Depois, as forças da ordem entram às centenas na Place de la République, seguidamente no Boulevard Voltaire e depois no Boulevard du Temple, quebrando toda a gente à sua passagem, verdadeira onda azul com a qual o Estado pretende mostrar a sua intransigência sobre qualquer forma de contestação. Essas duas linhas são seguidas por uma turba de bófias à paisana, amontoados à entrada da Avenue de la République, depois pelos outros, cercando todos os manifestantes. Esta praça, incontrolável durante alguns instantes, volta então a ser a armadilha prevista pelo urbanismo securitário parisiense.
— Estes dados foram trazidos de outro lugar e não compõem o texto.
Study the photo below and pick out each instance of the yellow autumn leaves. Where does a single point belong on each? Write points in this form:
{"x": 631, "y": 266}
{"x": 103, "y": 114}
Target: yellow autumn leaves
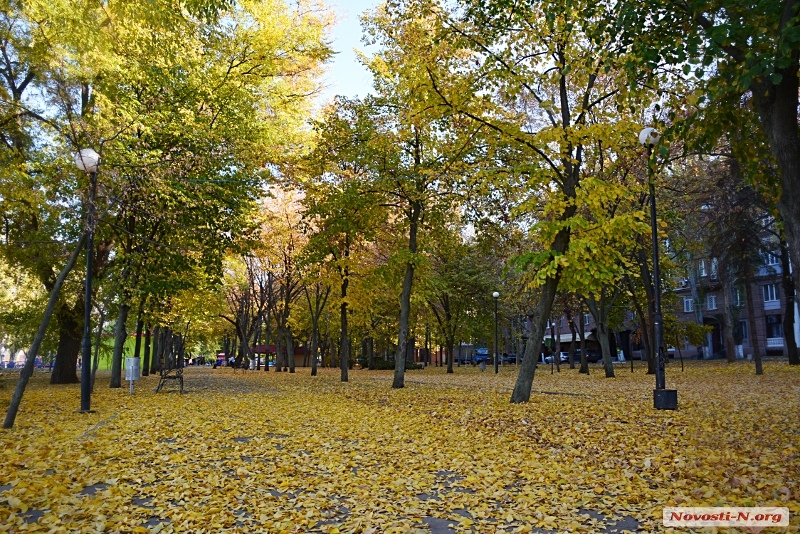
{"x": 267, "y": 452}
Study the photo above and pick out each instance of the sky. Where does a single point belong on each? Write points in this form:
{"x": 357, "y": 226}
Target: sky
{"x": 345, "y": 74}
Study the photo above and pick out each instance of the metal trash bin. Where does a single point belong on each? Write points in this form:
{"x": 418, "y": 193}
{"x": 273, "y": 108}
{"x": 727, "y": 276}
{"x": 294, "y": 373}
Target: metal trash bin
{"x": 132, "y": 371}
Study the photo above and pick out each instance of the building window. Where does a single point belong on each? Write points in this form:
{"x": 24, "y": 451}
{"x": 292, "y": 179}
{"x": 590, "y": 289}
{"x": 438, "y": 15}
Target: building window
{"x": 741, "y": 332}
{"x": 774, "y": 326}
{"x": 770, "y": 292}
{"x": 771, "y": 259}
{"x": 738, "y": 300}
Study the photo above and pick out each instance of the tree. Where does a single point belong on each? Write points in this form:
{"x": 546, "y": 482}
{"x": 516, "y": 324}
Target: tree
{"x": 737, "y": 52}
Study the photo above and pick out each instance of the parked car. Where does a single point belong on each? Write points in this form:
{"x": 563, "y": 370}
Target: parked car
{"x": 509, "y": 358}
{"x": 592, "y": 356}
{"x": 563, "y": 357}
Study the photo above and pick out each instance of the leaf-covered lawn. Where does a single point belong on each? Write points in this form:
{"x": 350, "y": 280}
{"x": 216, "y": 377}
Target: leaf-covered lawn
{"x": 280, "y": 452}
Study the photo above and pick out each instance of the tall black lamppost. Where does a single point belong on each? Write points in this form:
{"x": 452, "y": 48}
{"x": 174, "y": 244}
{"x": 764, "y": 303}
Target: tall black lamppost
{"x": 88, "y": 161}
{"x": 663, "y": 399}
{"x": 495, "y": 295}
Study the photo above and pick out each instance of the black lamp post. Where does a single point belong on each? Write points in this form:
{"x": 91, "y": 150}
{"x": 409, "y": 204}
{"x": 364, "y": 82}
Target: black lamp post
{"x": 495, "y": 295}
{"x": 663, "y": 399}
{"x": 88, "y": 161}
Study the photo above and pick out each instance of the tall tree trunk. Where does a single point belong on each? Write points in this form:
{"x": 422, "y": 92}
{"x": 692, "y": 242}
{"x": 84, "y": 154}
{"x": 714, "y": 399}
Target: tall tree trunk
{"x": 155, "y": 363}
{"x": 524, "y": 384}
{"x": 97, "y": 339}
{"x": 751, "y": 312}
{"x": 584, "y": 360}
{"x": 776, "y": 105}
{"x": 405, "y": 301}
{"x": 290, "y": 349}
{"x": 70, "y": 320}
{"x": 449, "y": 348}
{"x": 279, "y": 350}
{"x": 146, "y": 359}
{"x": 648, "y": 328}
{"x": 138, "y": 343}
{"x": 120, "y": 335}
{"x": 605, "y": 347}
{"x": 267, "y": 336}
{"x": 344, "y": 340}
{"x": 314, "y": 348}
{"x": 572, "y": 329}
{"x": 33, "y": 351}
{"x": 728, "y": 319}
{"x": 789, "y": 317}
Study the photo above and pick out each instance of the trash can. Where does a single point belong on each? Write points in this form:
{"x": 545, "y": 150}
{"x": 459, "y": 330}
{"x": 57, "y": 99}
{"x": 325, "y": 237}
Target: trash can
{"x": 132, "y": 370}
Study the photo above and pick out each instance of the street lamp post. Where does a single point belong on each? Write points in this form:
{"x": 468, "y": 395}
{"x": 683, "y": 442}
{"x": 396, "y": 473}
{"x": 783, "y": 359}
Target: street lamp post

Donos do espaço, os bófias fazem o que querem. Dão bastonadas para todos os lados, saqueiam as famosas velas que estão à frente da estátua da República e sitiam centenas de manifestantes. Haverá dois cercos: um à entrada da Rue du Faubourg-du-Temple, o outro na praça, ao nível do Boulevard Magenta.
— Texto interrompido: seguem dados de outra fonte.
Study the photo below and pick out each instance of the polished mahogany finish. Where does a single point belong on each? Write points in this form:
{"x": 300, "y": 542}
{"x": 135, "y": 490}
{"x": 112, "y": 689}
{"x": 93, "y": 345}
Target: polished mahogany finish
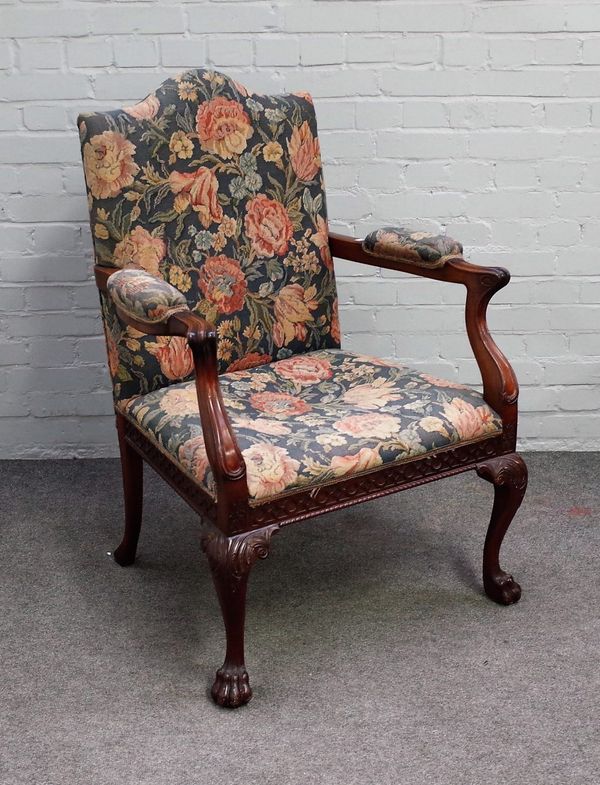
{"x": 238, "y": 532}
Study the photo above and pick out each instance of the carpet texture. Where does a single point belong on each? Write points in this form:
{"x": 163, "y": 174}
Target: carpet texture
{"x": 373, "y": 654}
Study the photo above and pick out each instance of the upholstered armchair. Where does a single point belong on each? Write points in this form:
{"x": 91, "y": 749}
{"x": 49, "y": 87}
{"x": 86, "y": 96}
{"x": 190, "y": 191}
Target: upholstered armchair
{"x": 218, "y": 297}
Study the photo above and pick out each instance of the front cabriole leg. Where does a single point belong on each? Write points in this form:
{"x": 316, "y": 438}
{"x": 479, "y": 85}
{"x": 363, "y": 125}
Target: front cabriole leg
{"x": 508, "y": 473}
{"x": 231, "y": 559}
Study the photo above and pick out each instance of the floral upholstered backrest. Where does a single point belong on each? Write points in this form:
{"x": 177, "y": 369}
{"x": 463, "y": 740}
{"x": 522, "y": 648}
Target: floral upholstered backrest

Vídeo de bófias pisando o memorial da Place de la République

A maior parte dos companheiros e companheiras, enervados, deixaram os seus disfarces negros dentro dum balde do lixo antes de dispersarem e deixarem a praça. As duas belas fogueiras festivas são, em breve, extintas pelos de azul. Ficam os palhaços, os pacifistas, os acrobatas e ficámos a achar que, apesar de cercados, o ambiente está ligeiramente mais calmo. Os dois grupos sitiados são separados, os cânticos saltam dum lado para o outro. Cagámos na bófia, o tumulto toma aspecto de espetáculo de rua. Pouco a pouco trazem reforços para a zona. Golpes de matracas na cabeça, gente arrastada pelo chão, gás lançado diretamente para os olhos lembram aos pacifistas sentados no chão que um CRS está ali sempre disposto a partir-nos a cara.
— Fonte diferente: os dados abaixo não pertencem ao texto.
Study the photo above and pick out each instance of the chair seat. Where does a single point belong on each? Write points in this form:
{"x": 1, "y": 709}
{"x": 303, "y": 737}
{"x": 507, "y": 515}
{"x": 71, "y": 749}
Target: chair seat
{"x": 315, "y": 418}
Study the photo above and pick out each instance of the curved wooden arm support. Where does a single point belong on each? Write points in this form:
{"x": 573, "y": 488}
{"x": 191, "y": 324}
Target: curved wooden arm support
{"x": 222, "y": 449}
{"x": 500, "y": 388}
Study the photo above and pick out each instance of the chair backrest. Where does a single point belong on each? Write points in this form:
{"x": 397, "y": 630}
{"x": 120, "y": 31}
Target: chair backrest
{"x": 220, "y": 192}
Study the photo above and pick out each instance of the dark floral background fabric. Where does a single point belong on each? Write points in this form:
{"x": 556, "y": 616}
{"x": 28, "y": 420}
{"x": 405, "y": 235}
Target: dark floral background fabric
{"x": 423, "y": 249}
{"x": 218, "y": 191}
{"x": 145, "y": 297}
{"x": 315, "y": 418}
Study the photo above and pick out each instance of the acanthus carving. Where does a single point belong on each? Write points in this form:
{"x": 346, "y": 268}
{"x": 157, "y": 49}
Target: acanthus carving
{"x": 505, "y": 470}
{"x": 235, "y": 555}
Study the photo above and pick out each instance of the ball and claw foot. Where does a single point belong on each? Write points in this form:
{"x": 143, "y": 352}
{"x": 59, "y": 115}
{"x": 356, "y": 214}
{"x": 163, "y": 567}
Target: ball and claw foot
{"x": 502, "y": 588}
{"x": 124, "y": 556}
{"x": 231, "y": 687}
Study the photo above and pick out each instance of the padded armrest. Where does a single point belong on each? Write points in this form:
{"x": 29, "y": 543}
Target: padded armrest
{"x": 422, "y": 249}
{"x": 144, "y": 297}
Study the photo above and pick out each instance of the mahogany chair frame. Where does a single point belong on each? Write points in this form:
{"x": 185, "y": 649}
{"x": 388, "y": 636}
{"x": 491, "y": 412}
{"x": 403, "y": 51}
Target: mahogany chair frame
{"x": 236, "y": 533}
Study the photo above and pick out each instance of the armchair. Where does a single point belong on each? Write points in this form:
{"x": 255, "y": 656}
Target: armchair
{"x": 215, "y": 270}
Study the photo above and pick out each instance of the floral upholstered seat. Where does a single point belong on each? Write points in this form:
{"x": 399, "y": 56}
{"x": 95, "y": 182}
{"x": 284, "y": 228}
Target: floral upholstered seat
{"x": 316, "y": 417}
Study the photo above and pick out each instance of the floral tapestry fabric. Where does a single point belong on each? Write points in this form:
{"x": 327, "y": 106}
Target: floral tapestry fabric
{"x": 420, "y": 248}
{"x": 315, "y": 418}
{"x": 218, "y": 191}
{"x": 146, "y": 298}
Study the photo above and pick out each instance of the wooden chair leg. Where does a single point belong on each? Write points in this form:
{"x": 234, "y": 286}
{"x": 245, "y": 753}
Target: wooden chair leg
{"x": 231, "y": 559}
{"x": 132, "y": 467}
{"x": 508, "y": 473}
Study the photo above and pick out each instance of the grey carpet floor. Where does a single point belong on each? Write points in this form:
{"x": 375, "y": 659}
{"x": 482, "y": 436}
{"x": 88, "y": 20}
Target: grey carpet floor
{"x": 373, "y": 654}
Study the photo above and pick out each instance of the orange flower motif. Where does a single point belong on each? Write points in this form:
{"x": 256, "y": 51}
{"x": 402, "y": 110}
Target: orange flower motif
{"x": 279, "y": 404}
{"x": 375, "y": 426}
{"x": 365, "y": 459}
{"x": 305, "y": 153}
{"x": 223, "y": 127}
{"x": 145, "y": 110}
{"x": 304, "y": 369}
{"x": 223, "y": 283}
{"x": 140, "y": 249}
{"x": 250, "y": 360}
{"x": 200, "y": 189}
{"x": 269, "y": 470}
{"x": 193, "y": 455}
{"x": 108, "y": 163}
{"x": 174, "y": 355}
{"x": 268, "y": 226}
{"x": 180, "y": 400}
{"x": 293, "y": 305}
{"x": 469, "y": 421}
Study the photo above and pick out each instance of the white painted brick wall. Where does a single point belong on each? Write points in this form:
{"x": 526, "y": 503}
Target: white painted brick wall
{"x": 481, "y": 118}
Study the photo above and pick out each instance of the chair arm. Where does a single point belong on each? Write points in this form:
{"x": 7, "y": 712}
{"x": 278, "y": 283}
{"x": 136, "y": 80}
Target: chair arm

cop 12A partir desse momento, é a arbitrariedade total. Algumas pessoas são enviadas para várias esquadras, outras mantêm-se cercadas. O ambiente é altamente surrealista. Somos cerca de 150 rodeados num canto duma praça por um dispositivo massivo. O acampamento organiza-se sob o olhar vítreo dos soldados. Estamos a mijar contra o muro quando compreendemos que é o da caserna da República. Dois companheiros sobem a uma árvore para pendurarem uma faixa que diz “Pace”. Um sistema de som foi cercado connosco e tudo muda de aspecto para uma Rave onde o Drum & Bass se pontua de cantos anti-bófias. Berramos para gozar estes carneiros, gritamos “Chamem a polícia, fomos sequestrados”. Nos telemóveis, percebemos que o Le Figaro nos trata como “os manifestantes mais duros” e que Hollande nos considera “escandalosos”. Rimo-nos todos. Os bófias reagem regularmente prendendo um de nós à sorte e levando-o para um camião onde fica durante horas a comunicar com os seus que estão ainda do lado de fora. Pouco antes das 20h, os de azul tentam comunicar connosco por megafone agora que um novo camião chegou para nos embarcar e que algumas pessoas foram violentamente arrancadas da multidão. Recusamo-nos a acreditar nas suas mentiras e de sermos libertados sem os nossos camaradas. Finalmente, são organizados dois corredores e somos libertados após uma revista muito ligeira e sem controlo de identidade. Um CRS deliciado solta “até amanhã, hoje divertimo-nos muito”.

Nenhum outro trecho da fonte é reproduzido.